Anice stellato o badiana (Illicium Verum) è una pianta tropicale sempre verde, originario dell’Asia orientale dei paesi della Cina e il Giappone. L’albero cresce fino a raggiunge l’altezza di 5 – 10 metri.

La pianta fu introdotta in Europa nel XVII secolo, oggi è coltivata quasi esclusivamente nel sud della Cina, in Indocina e in Giappone.

Le foglie sono intere, lanceolate e dall’ascella crescono dei fiori con un perianzio di colore bianco e con tendenza al giallo. I fiori della pianta sono composti di 15 – 20 petali che formano una spirale.

Il frutto è un follicolo legnoso composto da 8 – 12 lobi a stella disposti su un peduncolo detto columella. Per ogni lobo è presente un seme lucido.

Proprietà antinfiammatorie dell’anice stellato

  • l’estratto di droga è costituita da follicoli. Si tratta di un olio essenziale ricco di un principio attivo presente nell’anetolo.

Anice Stellato

Il suo principio attivo serve a produrre farmaci antivirali, come il tamiflu e il oseltamivir. Si usa anche per prevenire la formazione di herpes.

L’anetolo è un composto vegetale che ha proprietà antibatteriche, in grado di conferire al frutto la capacità di contrastare le forme batteriche, come il vomito e la diarrea.

  • è un forte diuretico. Non è consigliato l’assunzione a chi soffre di gravi problemi renali, ma è in grado di alleviare i dolori addominali.

I suoi principi attivi possono servire a combattere coliche, i reumatismi e le lombalgie, per promuovere l’appetito. In caso di dolori mestruali, può aumentare la produzione di latte nelle donne che allattano e per alleviare la flatulenza.

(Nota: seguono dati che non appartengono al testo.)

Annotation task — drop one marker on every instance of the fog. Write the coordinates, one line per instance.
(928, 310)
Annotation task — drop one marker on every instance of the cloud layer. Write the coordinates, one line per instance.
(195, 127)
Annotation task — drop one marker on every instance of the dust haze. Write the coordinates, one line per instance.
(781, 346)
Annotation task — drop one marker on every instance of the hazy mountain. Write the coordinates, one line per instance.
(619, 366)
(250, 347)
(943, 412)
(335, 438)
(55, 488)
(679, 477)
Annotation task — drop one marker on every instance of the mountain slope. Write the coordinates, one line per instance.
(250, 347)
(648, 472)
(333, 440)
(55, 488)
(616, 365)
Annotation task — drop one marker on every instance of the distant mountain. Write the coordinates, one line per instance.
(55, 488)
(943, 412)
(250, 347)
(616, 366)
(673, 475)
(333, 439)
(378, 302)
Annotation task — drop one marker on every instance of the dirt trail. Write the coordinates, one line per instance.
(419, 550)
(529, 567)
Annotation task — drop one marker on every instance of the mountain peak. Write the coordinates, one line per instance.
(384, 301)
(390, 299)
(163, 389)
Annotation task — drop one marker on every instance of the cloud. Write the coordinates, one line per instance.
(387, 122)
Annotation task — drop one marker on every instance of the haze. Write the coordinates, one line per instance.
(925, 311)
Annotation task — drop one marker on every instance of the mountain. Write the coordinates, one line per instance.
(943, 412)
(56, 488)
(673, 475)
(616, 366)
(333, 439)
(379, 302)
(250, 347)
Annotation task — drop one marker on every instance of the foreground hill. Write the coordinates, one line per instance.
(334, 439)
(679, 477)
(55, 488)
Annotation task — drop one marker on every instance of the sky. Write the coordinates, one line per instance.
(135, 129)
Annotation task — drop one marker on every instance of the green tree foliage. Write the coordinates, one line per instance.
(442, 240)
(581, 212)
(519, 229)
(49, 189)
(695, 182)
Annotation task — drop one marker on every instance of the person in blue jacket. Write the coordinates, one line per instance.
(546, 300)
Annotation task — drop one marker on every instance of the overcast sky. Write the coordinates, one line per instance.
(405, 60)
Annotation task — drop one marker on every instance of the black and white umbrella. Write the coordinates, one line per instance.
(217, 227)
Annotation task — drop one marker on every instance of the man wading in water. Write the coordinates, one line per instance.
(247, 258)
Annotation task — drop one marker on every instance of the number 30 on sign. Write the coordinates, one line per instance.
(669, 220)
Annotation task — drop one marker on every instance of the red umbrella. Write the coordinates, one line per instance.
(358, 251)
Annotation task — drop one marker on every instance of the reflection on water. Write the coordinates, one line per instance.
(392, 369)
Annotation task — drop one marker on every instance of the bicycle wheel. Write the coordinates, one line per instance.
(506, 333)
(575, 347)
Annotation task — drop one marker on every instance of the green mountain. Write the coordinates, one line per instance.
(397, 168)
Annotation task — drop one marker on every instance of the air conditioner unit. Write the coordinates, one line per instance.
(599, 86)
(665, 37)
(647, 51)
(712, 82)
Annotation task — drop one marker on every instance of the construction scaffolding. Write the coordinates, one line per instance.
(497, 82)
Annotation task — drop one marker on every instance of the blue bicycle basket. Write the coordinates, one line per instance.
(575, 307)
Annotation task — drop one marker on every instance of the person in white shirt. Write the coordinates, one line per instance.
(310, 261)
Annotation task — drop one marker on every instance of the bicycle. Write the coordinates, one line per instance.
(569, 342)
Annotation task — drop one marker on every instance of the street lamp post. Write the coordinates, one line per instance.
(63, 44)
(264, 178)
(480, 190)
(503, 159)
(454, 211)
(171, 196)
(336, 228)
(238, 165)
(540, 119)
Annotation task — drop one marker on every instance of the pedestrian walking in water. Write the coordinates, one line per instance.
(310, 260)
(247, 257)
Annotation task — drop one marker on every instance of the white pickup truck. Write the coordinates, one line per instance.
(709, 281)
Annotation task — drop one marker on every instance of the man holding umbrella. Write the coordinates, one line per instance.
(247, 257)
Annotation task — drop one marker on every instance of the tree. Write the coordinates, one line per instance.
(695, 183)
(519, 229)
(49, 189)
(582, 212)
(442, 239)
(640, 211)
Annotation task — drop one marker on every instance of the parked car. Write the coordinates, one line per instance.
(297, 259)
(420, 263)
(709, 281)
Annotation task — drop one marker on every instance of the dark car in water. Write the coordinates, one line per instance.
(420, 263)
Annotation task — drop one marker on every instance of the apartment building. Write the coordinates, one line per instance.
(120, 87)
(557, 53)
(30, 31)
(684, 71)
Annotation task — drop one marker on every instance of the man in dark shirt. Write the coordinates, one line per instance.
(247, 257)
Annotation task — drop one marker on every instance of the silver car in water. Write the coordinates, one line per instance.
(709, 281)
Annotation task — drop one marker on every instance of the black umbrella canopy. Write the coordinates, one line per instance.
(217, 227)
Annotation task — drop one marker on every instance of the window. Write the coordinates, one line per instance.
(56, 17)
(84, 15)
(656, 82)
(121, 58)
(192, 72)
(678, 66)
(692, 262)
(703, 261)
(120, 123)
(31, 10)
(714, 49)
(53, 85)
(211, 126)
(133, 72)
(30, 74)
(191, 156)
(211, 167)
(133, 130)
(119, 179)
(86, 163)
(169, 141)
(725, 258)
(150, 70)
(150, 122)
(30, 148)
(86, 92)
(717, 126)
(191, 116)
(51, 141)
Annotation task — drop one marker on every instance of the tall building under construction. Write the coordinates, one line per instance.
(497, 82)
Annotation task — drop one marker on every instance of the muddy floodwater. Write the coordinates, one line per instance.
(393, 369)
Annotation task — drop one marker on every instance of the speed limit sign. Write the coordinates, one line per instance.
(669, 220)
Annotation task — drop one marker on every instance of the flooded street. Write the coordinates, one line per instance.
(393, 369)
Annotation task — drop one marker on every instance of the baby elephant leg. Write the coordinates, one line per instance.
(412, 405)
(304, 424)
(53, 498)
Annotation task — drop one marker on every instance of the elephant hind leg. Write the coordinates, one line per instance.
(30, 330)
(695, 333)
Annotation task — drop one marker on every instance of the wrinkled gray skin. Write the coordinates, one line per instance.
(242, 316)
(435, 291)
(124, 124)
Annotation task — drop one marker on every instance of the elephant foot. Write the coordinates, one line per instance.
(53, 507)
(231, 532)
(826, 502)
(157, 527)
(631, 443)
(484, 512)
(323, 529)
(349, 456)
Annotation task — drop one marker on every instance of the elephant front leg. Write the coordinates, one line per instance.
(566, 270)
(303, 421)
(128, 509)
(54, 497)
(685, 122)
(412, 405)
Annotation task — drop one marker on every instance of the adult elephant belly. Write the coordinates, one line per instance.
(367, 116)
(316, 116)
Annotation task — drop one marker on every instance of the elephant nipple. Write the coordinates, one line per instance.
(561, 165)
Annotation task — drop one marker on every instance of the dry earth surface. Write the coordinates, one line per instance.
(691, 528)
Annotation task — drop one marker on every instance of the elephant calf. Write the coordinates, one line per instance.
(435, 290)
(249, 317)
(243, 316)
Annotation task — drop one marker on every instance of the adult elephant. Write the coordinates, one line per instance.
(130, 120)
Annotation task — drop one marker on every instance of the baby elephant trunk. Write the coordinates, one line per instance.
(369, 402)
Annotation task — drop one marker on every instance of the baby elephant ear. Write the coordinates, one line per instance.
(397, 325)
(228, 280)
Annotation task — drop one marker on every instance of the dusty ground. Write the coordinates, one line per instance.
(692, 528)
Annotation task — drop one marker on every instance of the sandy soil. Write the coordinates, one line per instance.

Nell’industria alimentare è usato per la produzione di liquori, per aromatizzare i piatti salati, le torte, i biscotti e le creme. Si può usare per speziare la frutta cotta, come le mele, le pere e le prugne, le castagne bollite e i fichi secchi.

Le informazioni riportate rappresentano indicazioni generali e non sostituiscono in alcun modo il parere medico. Per garantirsi un’alimentazione sana ed equilibrata è sempre bene affidarsi ai consigli del proprio medico curante o di un esperto di nutrizione.